PURU KAMBERA, 1985.

46 7 0
                                    

Bandung benar-benar menjadi ibu baru untuk Biru, walau benar kata si Soeroso muda; kota itu tidak seromantis yang dikatakan para pujangga berambut klimis dan kerah kemeja terbuka. Mereka berlebihan. Tapi setidaknya cukup baik sebab telah menepati janji atas aroma kebebasan yang lama jadi idaman. Biru sudah menang.

Sejatinya ngibing bukanlah suatu hal fasik, tapi dari sanalah jalan nerakanya lebih benderang. Ia paham benar ini bukan salah seni, ini salah ekonomi. Lalu ia begitu tidak mujur sebab harus menjadi suguhan para durjana.

Maka dari lahir kembalinya Telaga Biru, ia tidak akan pernah meluruhkan jati diri sebagai seorang ronggeng. Lulungu Campaka Wangi, Baranang Siang, Cahaya Sumirat, dan Blantek selamanya hidup menjadi sejarah. ᅠᅠ ᅠᅠ

━━━━━━━

ᅠᅠ ᅠ Dengan titel ajudan melekat di ubun-ubun, Biru ditempa dengan seribu satu macam penataran unggul. Seorang Abah Abad berjanggut rimbun didatangkan langsung dari Tasikmalaya oleh yang terhormat keluarga Soeroso. Ia asli PANDAWA; Pamili Anu Nungtut Di Alajar Walagri Ati sarat arti manusia yang berfikir, bertindak, dan berperilaku suci. Bukan perguruan silat kaleng-kaleng, sudah kondang sejak Indonesia masih dicederai martabatnya oleh Kolonial Belanda.

Laki-laki yang sebelumnya mesra dengan lenggang rongeh itu sungguh giat mempelajari jurus-jurus dasar yang diajarkan semacam Getret, Cimande dan Tantungan Leuleus. Tak lebih sulit dari berlenggok, ditambah Biru memang pekerja keras yang pantas digaet Banyu sebagai ajudan baru.

Tidak hanya silat.

Memanah, menyelam, dan menembak pula jadi rangkai apik penggempuran seorang Biru. Kulitnya yang susu kadang sampai memerah diberangus matahari. Sebuah proses memang perlu pengorbanan, disibak panas jadi salah satu yang perlu ditelan.

Banyu memperlakukan Biru sebagaimana manusia yang dimanusiakan, sebaik-baiknya yang ia mampu hingga sampai di perjalanan pertama sang ajudan baru mengawalnya ke Surabaya untuk meninjau bisnis kayu, kedua di Watusambang dalam rangka pembelian saham pabrik minyak atsiri, dan kali ini ke Nusa Tenggara Timur melawat proyek losmen yang ia danai menggunakan uang sendiri.

Mereka jadi terus melekat, terlalu sering bersama sampai Biru merasa ada sesuatu dipupuk waktu, hati bersemi di petang hari lantas mekar di tengah malam. Kalau terang-terangan terlalu berani, maka katakanlah Biru tengah jatuh cinta dengan udara yang sedang tuli.

Biru memenuhi keharusannya menemani Soeroso muda kemana-mana.

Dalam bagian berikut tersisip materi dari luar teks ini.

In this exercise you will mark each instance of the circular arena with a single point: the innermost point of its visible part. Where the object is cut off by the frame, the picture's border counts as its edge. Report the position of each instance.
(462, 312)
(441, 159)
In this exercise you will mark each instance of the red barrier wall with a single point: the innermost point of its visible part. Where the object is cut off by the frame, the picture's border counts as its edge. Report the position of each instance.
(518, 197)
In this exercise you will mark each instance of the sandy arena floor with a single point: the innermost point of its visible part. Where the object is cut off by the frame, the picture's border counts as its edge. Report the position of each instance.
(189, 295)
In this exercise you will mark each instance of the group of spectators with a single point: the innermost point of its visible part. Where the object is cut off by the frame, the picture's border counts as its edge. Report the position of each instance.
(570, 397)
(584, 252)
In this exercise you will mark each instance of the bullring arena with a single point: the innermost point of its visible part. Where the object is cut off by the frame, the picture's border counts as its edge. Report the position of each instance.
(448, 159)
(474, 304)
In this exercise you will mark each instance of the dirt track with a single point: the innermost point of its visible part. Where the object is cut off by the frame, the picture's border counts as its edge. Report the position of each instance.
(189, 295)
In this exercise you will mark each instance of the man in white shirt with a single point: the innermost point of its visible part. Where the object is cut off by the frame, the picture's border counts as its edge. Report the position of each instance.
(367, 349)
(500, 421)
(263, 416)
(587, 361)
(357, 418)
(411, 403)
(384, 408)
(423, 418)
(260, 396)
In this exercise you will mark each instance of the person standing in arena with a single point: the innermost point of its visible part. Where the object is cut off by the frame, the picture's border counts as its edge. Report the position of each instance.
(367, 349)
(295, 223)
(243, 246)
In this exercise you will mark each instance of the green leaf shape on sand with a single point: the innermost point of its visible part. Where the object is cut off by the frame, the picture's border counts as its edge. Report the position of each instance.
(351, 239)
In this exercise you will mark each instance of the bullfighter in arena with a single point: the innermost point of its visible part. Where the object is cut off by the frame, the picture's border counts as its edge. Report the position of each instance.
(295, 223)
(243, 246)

Dan Banyu melepaskan ia untuk hidup di atas kakinya sendiri tanpa merasa dikasihani.

“Kenapa tidak kau tunggangi kudamu?”

Banyu menghentikan si hitam penurut dengan surai lebat yang nampak halus tepat di hadapan Biru, lelaki itu tengah bersandar pada batang akasia, di sela bibirnya yang ranum terdapat selinting tembakau menyala-nyala.

“Aku tidak bisa menunggang kuda, Mas Banyu.” ia melirik pada seekor hewan terikat di pohon yang sama, mereka mendadak sia-sia.

“Naik.”

“Kemana?”

Banyu Soeroso mundur, memberikan ruang yang lantas diisi Biru penuh ragu. Ia naik dari sisi kiri dalam sekali lompat, keduanya duduk melekat. Biru menyandarkan punggung di dada Banyu yang bidang, kulit mereka menimbulkan reaksi paling sontoloyo sebab merambat sampai ke pipi.

“Kenapa tidak bilang kalau tidak bisa, mungkin saya akan minta Arung ajari kamu kemarin-kemarin.”

“Aku tidak tahu kalau akan diajak menunggang kuda disini.”

Keduanya berucap canggung, mata bening mereka menyalang jauh ke arah para ajudan Banyu yang berlomba memacu kuda di padang sabana. Menggerus rumput, mencumbu gulma.